FILM REVIEW: 'How I Ended This Summer'

> How I Ended This Summer
5 stars (out of 5)

Directed by: Aleksei Popogrebsky
Cast: Grigory Dobrygin, Sergei Puskepalis
Rating: (M)


From the title alone, it would be easy to dismiss How I Ended This Summer as throwaway teen fluff. But this Russian drama is a piece of existential excellence; a brooding meditation on consequence, circumstance and trust.

How I Ended This Summer would make a great stage play, with action isolated to one location and two characters. However, that would strip it of one defining characteristic - the landscape. Unfolding like a stunning photo essay at 24 frames a second and spliced with curious interludes of absolute stillness and mystical time-lapse imagery, the action, if you can call it that, takes place on a meteorological research station in the Russian Arctic.

The older of the men, Sergei (Sergei Puskepalis), has a long association with the remote outpost and does not initially show much respect for his young apprentice, Pasha (Grigory Dobrygin). During a fishing excursion, Sergei reluctantly trusts Pasha with radioing meteorological readings through to a base controller. During this stint Pasha receives news that Sergei's wife and child have been in an accident. Trusted to pass on the information, Pasha keeps quiet. This is when the story proper begins.

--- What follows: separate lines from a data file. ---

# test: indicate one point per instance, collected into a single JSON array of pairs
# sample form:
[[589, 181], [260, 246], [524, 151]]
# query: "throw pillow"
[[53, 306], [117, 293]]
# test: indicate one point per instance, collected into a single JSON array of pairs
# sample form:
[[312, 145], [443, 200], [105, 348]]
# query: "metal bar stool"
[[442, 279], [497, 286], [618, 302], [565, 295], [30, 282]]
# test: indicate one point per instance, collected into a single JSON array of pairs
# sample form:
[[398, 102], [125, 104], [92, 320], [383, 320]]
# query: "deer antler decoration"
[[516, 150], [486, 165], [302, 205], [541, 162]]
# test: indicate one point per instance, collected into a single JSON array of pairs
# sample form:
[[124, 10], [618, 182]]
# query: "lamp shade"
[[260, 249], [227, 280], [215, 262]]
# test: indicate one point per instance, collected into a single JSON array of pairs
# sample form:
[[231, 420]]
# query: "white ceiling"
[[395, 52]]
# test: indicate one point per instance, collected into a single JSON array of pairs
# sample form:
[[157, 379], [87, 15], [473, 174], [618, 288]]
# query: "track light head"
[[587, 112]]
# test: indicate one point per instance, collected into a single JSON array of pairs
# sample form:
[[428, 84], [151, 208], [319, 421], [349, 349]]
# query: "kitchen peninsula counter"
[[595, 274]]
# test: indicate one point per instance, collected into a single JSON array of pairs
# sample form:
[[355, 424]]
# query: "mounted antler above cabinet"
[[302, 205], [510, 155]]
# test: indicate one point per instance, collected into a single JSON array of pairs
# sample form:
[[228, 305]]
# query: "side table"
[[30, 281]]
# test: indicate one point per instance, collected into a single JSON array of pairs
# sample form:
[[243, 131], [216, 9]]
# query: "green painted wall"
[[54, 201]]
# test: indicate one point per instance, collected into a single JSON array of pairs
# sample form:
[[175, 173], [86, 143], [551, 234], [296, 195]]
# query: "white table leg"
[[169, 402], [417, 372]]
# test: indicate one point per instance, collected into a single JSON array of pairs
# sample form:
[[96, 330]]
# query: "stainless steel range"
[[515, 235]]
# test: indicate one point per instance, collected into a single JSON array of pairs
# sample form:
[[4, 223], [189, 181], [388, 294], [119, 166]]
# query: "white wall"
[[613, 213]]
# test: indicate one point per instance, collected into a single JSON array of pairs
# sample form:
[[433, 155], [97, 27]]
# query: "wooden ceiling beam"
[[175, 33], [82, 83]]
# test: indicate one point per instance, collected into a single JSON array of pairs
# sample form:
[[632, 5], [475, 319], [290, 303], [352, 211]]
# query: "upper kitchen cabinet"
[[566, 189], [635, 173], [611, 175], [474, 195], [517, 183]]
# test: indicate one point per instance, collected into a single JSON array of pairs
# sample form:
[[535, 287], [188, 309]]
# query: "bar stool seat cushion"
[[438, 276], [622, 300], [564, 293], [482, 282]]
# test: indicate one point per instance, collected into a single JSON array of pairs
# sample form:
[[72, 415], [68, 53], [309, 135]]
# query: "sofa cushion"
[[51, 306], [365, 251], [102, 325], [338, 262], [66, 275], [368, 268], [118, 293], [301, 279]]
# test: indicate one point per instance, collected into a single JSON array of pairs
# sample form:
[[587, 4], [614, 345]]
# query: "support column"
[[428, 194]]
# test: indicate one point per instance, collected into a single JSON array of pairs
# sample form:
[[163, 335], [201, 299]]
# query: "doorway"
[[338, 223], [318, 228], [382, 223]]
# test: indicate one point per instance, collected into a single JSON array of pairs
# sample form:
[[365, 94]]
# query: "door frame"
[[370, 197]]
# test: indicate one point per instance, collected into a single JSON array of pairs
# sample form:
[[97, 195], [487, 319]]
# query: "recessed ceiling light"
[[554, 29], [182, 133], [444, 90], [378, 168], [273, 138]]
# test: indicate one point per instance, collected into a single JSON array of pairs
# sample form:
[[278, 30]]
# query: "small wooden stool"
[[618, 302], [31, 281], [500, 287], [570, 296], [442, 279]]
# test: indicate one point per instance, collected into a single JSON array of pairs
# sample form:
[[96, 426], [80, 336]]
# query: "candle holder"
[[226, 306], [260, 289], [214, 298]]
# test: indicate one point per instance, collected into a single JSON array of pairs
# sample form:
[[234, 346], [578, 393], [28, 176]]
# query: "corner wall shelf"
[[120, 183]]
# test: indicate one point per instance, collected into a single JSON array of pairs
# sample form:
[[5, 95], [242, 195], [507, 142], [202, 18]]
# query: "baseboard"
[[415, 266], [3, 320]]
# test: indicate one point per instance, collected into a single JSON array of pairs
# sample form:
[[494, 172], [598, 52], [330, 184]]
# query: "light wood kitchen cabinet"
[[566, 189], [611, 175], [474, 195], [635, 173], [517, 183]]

Nothing is ever alluded to, and that's the best part. The horror of what Pasha knows eventually gets the better of him and when it does, all the subtle brooding, glaring and moodiness boil over into the scary realisation that there is no judicial impasse here. Add a stray polar bear, some nuclear radiation and a shared rifle and you have all the elements for one of the most engaging films of the year.


Best thing: The sound design. The way that Aleksei Popogrebsky builds tension through the ears, rather than the eyes, is eerily brilliant.

Worst thing: Just imagining what it would be like to live in such a place.

See it with: Salty trout on crackers.